The Art of Travel is a phrase tossed about often, but I’m more interested in discovering art and travel. That’s what I mean by the Art of Travel.
One of the reasons I began to travel was my love of art. It was the love of art that made me wander and wonder. The sculptures of my grandparents, things they had brought from the Orient and installed in their home, presents and trinkets from abroad that sat in people’s homes.
Don’t misunderstand me – I love art from all places, but it was the exotic art of the Far East,the Arab World, Africa, and India that truly drew me into travel. The textiles of India, the burnoose my grandfather brought back from Iraq in the 1940s, the Indonesian knives my other grandfather had on his walls (now on my walls) and all manner of exotic art which called to my soul.
Never was I so touched by art as by that of Japan. It may be the reason why I spent so much of my undergraduate years looking at Japanese culture. Certainly it is why I have watched so many Japanese films, and it might even have something to do with why I ended up living in Hawaii. The Japanese aesthetic sings to my soul. And yet, I’ve still not been to Japan. My travels carried me East from Hawaii and I went as far as South Korea before returning West. Someday, I will visit Japan. I’m certain.

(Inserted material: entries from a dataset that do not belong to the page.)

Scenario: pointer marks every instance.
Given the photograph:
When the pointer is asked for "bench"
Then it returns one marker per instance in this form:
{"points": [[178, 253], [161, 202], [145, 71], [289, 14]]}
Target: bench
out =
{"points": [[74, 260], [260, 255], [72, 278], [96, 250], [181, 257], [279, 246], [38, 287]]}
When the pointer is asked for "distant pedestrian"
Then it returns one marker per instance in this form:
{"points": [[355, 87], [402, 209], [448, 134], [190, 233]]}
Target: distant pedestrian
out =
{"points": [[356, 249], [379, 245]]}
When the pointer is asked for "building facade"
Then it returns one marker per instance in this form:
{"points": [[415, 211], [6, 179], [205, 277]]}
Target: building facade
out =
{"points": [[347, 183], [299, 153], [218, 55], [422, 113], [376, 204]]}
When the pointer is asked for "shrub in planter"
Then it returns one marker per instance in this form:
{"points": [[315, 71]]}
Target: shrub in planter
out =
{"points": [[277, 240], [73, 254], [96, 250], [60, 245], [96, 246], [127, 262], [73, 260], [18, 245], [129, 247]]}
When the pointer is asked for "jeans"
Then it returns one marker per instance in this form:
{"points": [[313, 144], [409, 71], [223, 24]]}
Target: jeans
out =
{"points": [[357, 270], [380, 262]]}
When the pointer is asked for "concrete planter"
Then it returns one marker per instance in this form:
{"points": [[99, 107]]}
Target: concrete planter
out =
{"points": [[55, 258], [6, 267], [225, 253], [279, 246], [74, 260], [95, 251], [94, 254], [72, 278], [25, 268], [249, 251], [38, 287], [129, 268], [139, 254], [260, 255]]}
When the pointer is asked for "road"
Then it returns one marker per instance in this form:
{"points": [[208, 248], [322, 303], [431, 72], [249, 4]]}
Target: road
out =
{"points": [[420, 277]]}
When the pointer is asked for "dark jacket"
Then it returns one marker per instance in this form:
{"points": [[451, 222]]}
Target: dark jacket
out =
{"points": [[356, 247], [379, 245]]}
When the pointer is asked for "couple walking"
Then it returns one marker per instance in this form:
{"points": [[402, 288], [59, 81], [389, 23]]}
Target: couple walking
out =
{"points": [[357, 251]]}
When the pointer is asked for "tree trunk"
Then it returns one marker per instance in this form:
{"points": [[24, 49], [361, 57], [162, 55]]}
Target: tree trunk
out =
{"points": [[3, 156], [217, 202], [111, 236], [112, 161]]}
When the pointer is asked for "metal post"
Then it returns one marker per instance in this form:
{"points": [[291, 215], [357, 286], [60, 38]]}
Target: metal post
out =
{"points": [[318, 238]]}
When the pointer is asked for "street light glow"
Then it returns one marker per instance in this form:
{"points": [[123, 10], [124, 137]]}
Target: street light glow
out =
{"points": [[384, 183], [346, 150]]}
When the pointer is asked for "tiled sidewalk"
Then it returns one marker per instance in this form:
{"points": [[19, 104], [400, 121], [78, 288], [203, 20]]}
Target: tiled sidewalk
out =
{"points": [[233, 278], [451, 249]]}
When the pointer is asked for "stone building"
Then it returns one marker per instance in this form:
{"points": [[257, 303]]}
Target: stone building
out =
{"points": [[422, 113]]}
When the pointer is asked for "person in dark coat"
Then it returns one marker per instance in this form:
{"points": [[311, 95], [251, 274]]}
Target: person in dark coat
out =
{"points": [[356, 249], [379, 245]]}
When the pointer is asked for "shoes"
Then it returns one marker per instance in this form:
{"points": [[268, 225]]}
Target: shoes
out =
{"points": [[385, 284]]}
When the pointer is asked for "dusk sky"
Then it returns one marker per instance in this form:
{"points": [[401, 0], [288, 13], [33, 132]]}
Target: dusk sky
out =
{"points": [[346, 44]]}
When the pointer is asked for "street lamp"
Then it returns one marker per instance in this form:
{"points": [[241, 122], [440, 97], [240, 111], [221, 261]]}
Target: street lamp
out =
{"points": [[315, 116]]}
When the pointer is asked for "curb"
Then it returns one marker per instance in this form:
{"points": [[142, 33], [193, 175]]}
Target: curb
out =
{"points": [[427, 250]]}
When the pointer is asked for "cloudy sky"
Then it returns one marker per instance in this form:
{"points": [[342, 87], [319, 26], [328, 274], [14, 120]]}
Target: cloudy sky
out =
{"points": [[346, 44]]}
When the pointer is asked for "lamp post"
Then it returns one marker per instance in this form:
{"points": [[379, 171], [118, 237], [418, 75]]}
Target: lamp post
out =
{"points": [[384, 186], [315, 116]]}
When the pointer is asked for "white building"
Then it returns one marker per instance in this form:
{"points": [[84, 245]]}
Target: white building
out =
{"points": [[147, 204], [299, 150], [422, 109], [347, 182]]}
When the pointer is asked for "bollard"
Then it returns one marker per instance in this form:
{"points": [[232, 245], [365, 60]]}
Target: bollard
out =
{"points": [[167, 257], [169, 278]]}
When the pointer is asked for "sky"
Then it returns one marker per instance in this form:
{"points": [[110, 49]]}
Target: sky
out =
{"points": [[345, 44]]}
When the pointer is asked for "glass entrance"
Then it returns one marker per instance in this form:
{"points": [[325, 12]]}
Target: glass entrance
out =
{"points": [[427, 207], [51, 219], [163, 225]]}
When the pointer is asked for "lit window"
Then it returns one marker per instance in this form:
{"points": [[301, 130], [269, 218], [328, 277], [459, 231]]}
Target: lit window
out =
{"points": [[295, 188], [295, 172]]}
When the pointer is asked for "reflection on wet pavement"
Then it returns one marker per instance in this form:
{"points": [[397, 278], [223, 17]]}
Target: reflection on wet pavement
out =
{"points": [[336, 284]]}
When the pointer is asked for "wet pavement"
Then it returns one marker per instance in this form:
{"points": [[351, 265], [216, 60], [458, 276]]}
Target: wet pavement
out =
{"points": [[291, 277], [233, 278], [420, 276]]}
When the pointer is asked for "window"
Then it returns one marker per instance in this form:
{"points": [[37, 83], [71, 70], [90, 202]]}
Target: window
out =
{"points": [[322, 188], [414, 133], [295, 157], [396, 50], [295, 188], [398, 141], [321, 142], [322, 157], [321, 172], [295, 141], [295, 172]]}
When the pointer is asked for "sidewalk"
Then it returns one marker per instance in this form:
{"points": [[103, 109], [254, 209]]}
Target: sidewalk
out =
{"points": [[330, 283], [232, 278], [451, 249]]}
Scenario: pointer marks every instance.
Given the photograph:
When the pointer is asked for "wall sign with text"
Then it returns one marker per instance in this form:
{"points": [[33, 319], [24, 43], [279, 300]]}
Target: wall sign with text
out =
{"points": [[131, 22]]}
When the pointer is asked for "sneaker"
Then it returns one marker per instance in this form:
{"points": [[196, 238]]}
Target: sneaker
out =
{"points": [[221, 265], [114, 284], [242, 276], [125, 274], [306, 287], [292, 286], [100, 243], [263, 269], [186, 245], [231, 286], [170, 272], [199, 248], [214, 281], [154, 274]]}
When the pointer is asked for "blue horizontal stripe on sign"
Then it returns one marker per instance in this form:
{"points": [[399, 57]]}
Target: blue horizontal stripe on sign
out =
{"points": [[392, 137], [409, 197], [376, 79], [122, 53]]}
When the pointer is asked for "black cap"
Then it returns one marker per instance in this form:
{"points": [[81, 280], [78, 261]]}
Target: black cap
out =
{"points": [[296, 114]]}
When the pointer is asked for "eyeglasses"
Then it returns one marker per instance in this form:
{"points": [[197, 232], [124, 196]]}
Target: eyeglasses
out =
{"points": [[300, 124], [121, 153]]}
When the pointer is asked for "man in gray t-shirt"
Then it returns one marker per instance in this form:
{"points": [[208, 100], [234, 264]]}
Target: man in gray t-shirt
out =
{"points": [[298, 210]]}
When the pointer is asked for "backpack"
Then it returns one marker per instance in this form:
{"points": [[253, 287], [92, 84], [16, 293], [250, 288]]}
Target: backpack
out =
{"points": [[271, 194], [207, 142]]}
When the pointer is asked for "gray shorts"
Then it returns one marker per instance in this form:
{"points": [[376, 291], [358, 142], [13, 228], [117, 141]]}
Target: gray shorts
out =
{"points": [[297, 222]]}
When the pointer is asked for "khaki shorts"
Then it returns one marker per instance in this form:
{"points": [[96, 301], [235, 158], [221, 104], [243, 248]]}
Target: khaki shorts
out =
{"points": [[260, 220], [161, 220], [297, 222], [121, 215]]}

In the meantime, I continue my fascination with Japanese art. I attend lectures when I can, look for antique pieces of Japanese origin, and make art of my own. I also look at different lectures and circuits in places where I am possibly going to be so that I can learn more. An example would be a nature and figure study about the Sculpture of Japan which will be held at the Henry Moore institute until the 20th of April and then again from 14 May to 27 July.
I’m not sure if I’ll be in Yorkshire during that time – If I am, I’ll probably get a hotel in Leeds and then go check out this exhibition which looks at figure and nature studies from the Taisho and early Showa periods. The main thing that drew me towards this exhibition is the prominence of one of my favorite sculptors Hirakusa Denchu (more correctly Denchu Hirakushi) who lived during the Meiji Period of Japanese history – for those who don’t know, that is a period of about 30 years when Japan’s Emperor Meiji transformed Japan from a rural and agricultural feudal society to a modern industrial society that defeated Russia in a war. This was a rich period for art in Japan and there were countless new studies and forms developed and absorbed into Japanese art. Denchu lived a long life, he was 107 when he died in 1979 which might be a part of why he continues to fascinate me. Our lives overlapped for 8 years. The other artists featured in the exhibition Hashimorot Heihachi and Takamura Kotaro were perhaps more influential but died well before my time.
This is certainly an exhibition that I recommend anyone who finds themselves in Yorkshire attend. You will be witness to the birth of new forms of expression by three masters. Yes, it is art that I travel for … and food. The big question is, Why haven’t I yet been to Japan?
Do you travel for art? Tell me about it!